The monk nodded. “You are lonely?”

I shook my head.

“You miss your mother?”

For a Thai man, missing your mother was a legitimate form of sadness. There were pop songs about it. That baffled me. “No,” I said.

The monk shrugged and turned to the other monks to tell them that I wasn’t lonely and that I didn’t miss my mother. The monks shook their heads. Bets were off.
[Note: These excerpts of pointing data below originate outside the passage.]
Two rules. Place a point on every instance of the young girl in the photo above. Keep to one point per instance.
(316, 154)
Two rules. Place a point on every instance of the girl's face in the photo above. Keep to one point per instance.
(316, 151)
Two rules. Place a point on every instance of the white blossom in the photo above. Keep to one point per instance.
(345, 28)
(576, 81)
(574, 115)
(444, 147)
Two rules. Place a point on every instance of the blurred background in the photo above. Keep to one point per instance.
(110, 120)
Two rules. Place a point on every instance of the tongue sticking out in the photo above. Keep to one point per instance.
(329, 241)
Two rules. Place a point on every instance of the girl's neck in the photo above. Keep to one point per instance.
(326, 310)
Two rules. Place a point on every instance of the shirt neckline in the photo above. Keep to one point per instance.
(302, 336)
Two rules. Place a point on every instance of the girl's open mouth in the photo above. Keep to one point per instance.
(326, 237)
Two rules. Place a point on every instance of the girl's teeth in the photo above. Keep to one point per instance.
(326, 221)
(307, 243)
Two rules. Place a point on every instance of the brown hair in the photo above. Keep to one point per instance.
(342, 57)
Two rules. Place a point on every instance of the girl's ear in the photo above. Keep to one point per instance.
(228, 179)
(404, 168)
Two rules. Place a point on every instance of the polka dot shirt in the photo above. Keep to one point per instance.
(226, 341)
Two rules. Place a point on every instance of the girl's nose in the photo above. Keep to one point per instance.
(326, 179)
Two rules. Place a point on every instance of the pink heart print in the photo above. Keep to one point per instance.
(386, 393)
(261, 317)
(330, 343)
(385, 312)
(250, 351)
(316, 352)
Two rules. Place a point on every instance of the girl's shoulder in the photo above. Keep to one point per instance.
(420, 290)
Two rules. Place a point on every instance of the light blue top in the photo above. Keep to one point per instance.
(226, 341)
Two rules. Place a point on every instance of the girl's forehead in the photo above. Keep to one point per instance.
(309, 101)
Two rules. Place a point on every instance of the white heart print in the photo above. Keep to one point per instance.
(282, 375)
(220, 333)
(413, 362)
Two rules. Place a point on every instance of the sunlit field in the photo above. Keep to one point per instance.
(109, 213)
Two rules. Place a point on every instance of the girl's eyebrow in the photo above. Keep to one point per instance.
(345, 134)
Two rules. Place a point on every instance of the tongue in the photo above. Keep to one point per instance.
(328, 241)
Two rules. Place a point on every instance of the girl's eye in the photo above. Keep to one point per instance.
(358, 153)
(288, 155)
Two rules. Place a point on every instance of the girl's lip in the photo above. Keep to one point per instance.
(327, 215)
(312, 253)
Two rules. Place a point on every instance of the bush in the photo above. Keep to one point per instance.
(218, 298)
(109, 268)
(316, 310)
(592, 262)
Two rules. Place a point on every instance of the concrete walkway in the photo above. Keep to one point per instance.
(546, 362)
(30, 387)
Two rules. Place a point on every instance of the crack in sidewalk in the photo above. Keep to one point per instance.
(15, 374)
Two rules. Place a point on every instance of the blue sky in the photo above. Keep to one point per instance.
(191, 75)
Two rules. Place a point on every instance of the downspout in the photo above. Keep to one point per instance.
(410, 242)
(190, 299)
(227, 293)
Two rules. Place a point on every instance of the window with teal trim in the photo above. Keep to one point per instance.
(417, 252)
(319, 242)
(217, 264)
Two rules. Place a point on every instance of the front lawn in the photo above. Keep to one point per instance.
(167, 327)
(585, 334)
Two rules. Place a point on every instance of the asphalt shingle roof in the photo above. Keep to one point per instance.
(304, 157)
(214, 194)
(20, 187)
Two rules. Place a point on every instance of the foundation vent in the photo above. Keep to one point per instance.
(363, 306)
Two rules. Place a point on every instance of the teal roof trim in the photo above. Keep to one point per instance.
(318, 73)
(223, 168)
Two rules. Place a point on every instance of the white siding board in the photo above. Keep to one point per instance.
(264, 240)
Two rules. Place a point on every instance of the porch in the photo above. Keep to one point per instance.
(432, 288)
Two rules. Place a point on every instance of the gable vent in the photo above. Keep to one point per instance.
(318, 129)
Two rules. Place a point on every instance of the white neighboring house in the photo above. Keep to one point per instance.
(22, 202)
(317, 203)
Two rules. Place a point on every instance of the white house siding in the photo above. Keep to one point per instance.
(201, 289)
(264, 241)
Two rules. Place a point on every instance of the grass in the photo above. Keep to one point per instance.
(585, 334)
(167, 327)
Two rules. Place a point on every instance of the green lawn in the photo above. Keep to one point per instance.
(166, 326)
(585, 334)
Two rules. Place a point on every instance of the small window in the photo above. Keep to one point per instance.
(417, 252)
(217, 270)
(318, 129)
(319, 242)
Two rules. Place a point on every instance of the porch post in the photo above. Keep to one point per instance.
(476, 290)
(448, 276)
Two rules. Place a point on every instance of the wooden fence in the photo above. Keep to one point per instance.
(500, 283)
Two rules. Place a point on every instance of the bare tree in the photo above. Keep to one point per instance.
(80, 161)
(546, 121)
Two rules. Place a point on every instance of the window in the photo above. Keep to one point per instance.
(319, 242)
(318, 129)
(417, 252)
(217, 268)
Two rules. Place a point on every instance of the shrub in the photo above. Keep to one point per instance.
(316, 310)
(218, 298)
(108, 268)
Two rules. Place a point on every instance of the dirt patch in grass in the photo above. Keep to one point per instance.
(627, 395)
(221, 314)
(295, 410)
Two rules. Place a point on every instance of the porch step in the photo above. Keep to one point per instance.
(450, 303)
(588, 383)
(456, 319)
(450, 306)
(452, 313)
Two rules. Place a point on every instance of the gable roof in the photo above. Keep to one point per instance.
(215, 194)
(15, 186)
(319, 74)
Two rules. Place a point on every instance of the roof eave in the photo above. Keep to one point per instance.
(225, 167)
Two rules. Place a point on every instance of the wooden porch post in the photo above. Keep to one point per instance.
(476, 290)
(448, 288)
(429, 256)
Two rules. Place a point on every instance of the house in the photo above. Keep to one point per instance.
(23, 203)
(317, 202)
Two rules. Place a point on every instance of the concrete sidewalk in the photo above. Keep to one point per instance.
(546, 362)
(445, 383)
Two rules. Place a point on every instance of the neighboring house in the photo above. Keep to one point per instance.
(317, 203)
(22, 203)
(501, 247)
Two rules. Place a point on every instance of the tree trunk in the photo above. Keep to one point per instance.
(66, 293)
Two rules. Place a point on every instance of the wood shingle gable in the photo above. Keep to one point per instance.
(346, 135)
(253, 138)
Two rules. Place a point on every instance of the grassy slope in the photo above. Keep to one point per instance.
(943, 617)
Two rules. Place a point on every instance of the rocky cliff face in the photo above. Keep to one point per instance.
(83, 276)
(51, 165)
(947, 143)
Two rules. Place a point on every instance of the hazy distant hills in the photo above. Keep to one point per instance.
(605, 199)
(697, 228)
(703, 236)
The monk took out a pack of cigarettes from beneath his robe, stuck one on his lip, and offered one to me. I refused. He smoked in silence for a moment and then leaned in close. “I like America,” he said. He exhaled and nodded, like I ought to be impressed. He showed me the tattoo on his shoulder: a poorly drawn skull with two roses coming out of the eye sockets. Under the skull, two pistols were crossed over a banner that read GUNS AND ROSES.

“Nice tattoos,” I said.

The monk raised his brow and said, “I like guns and roses.” I asked him if he liked one song in particular. The monk squinted; there’d been some misunderstanding. “Guns and roses,” he said. He inhaled and spoke through the smoke. “I like guns, roses, and America.”

I sat in silence while he kept smoking and watched the blue light of the mosquito lamps hanging off the porches of the houses on the far bank. I tried again. “You like American music?”

The monk nodded slowly, like oh year I do. “Notolius Beek,” he said. It took me a moment to figure out what he was saying. I couldn’t understand how a monk in a remote village would ever hear about Notorious B.I.G. The monk suddenly became sincere. “Do you know him?” he said.

I knew this would be bad news. “No,” I said.

The monk sulked.

“But I have friends who live in New York City. They know him.”

The monk seemed more satisfied. “New York City,” he said, as if long ago they’d been lovers. He flicked his cigarette butt into the canal and then reached inside his robe. He held a circular tin that reminded me of a can of dip. Inside the tin there was a dry tan powder and a silver u-shaped tube. The monk packed the tube full of powder, held it at eye level, and then said, “watch.” He put one end of the tube into his mouth and the other end into one of his nostrils. He blew out his mouth and sniffed, hard. As he took the tube out of his nose, he leaned his head back and said, “unnhh.” He wiped his nostrils and offered me the tube. I shook my head no. The other monks were pointing at the monk and asking me if I thought he was crazy. The monk shrugged and smiled. “I like America,” he said.

From A Chant to Soothe Wild Elephants: A Memoir by Jaed Coffin. Reprinted courtesy of Da Capo Press.